La Cassazione, convalidando il giudizio di merito, ha fatto sue le motivazioni della Corte d’Appello di Milano che, nel dicembre 2013, aveva bollato il trittico come «altamente volgare e idoneo al vilipendio della religione cattolica andando a colpire il Papa, al vertice della struttura ecclesiastica, ponendone l’effigie – con ciò facendo intendere rapporti interpersonali di natura non consentita a chi ha fatto voto di castità – accanto a quella del suo collaboratore più stretto e, collocando fra di esse, l’immagine del membro maschile».
Completamente inutile la difesa dell’ultrasettantenne in Cassazione volta a dimostrare che l’opera era da interpretare «esclusivamente in chiave critica, ironica e satirica espressione artistica quale declinazione del più generale diritto costituzionale di libera espressione del pensiero». A discolpa, la difesa accampava inoltre che l’opera non era da ritenersi offensiva, ma che l’intento dell’artista era «la rappresentazione della ritenuta posizione oppositiva nei confronti dell’omosessualità delle gerarchie ecclesiastiche».
Piazza Cavour ha bocciato su tutta la linea la tesi difensiva e ha evidenziato che la Corte d’Appello «con argomento adeguato e lineare ha concluso che risulta violato il limite dovuto al rispetto della devozione altrui, ingiustamente messo a repentaglio da una manifestazione che, lungi dall’essere meramente critica di costumi sessuali non consentiti ai ministri del culto, appare costituire una mera contumelia, scherno e offesa fine a se stessa».

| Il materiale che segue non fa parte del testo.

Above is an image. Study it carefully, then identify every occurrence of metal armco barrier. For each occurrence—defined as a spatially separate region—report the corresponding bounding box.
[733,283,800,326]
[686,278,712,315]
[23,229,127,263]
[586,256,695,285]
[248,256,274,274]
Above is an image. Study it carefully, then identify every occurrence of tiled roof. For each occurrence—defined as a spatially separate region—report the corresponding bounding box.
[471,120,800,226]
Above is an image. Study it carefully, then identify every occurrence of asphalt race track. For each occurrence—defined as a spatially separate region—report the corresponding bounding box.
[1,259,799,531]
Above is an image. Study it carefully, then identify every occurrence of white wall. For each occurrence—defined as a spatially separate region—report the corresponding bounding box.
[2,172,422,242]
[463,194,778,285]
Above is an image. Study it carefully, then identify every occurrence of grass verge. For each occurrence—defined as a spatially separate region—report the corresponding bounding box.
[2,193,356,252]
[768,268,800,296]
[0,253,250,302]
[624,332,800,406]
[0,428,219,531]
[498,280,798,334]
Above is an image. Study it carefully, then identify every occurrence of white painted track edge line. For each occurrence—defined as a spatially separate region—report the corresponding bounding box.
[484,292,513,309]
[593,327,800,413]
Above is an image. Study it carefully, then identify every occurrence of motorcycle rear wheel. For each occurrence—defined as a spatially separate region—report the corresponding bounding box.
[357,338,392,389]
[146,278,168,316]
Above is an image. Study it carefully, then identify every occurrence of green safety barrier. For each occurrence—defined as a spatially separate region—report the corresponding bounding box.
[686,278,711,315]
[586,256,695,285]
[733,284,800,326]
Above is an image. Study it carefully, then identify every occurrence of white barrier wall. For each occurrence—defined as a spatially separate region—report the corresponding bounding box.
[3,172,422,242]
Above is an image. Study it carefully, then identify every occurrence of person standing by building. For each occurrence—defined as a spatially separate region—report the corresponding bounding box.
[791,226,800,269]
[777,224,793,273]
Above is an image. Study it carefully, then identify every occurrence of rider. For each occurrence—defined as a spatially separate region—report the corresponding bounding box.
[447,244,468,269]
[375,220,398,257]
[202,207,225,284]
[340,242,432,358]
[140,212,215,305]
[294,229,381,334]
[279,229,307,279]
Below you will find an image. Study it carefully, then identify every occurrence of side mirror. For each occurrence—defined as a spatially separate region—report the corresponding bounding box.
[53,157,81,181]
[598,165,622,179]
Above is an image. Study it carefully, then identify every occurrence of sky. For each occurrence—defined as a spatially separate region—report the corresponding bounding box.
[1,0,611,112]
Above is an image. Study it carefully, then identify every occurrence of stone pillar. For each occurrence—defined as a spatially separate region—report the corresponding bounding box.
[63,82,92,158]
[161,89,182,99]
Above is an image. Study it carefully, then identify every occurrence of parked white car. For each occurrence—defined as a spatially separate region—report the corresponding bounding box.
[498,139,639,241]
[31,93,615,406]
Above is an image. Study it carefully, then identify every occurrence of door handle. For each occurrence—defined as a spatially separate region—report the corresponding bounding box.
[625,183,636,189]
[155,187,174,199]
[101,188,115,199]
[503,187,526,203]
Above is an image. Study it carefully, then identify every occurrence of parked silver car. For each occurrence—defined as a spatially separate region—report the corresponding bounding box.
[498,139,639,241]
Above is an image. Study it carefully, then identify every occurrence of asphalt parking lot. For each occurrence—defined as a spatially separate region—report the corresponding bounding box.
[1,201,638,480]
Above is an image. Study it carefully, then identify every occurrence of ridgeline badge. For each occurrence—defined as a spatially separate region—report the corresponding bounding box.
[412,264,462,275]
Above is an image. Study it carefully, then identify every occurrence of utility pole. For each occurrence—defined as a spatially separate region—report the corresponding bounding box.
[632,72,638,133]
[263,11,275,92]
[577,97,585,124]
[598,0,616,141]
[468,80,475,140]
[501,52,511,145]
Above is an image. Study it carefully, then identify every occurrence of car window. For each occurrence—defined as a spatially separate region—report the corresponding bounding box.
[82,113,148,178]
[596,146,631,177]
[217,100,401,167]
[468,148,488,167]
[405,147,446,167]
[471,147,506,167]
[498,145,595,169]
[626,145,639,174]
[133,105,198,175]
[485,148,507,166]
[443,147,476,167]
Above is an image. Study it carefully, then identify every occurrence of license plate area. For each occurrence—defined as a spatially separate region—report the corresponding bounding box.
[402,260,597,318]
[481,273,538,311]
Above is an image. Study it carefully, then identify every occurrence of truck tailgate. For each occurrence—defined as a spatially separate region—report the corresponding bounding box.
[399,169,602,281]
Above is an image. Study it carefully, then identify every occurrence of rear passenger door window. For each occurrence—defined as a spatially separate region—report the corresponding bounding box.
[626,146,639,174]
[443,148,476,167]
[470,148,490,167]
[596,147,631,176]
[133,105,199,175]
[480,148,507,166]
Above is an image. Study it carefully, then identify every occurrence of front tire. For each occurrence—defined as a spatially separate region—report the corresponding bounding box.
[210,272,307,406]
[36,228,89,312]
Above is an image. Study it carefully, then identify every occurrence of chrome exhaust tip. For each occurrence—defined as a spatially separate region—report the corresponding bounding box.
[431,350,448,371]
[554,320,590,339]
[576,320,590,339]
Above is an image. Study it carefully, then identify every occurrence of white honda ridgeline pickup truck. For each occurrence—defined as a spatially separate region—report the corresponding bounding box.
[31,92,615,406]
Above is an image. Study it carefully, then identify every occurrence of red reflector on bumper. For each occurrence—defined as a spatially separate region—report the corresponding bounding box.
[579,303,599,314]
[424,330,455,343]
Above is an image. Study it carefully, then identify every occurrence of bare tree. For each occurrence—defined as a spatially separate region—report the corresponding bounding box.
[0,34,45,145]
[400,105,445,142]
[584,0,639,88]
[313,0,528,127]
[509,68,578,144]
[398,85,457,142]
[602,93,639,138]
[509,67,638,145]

Più in generale, piazza Cavour ricorda che «in materia religiosa la critica è lecita quando si traduca nell’espressione motivata e consapevole di un apprezzamento diverso e talora antitetico, risultante da una indagine condotta, con serenità di metodo, da persona fornita delle necessarie attitudini e di adeguata preparazione». Invece, annota ancora la Cassazione, «trasmoda in vilipendio quando attraverso un giudizio sommario e gratuito manifesti un atteggiamento di disprezzo verso la religione, disconoscendo all’istituzione e alle sue essenziali componenti (dogmi e riti) le ragioni di valore e di pregio ad essa riconosciute dalla comunità».
Avverte ancora la suprema Corte che per fare scattare la condanna «non occorre che le espressioni offensive siano rivolte a fedeli ben determinati, è sufficiente che le stesse siano genericamente riferibili alla indistinta generalità degli aderenti alla confessione religiosa».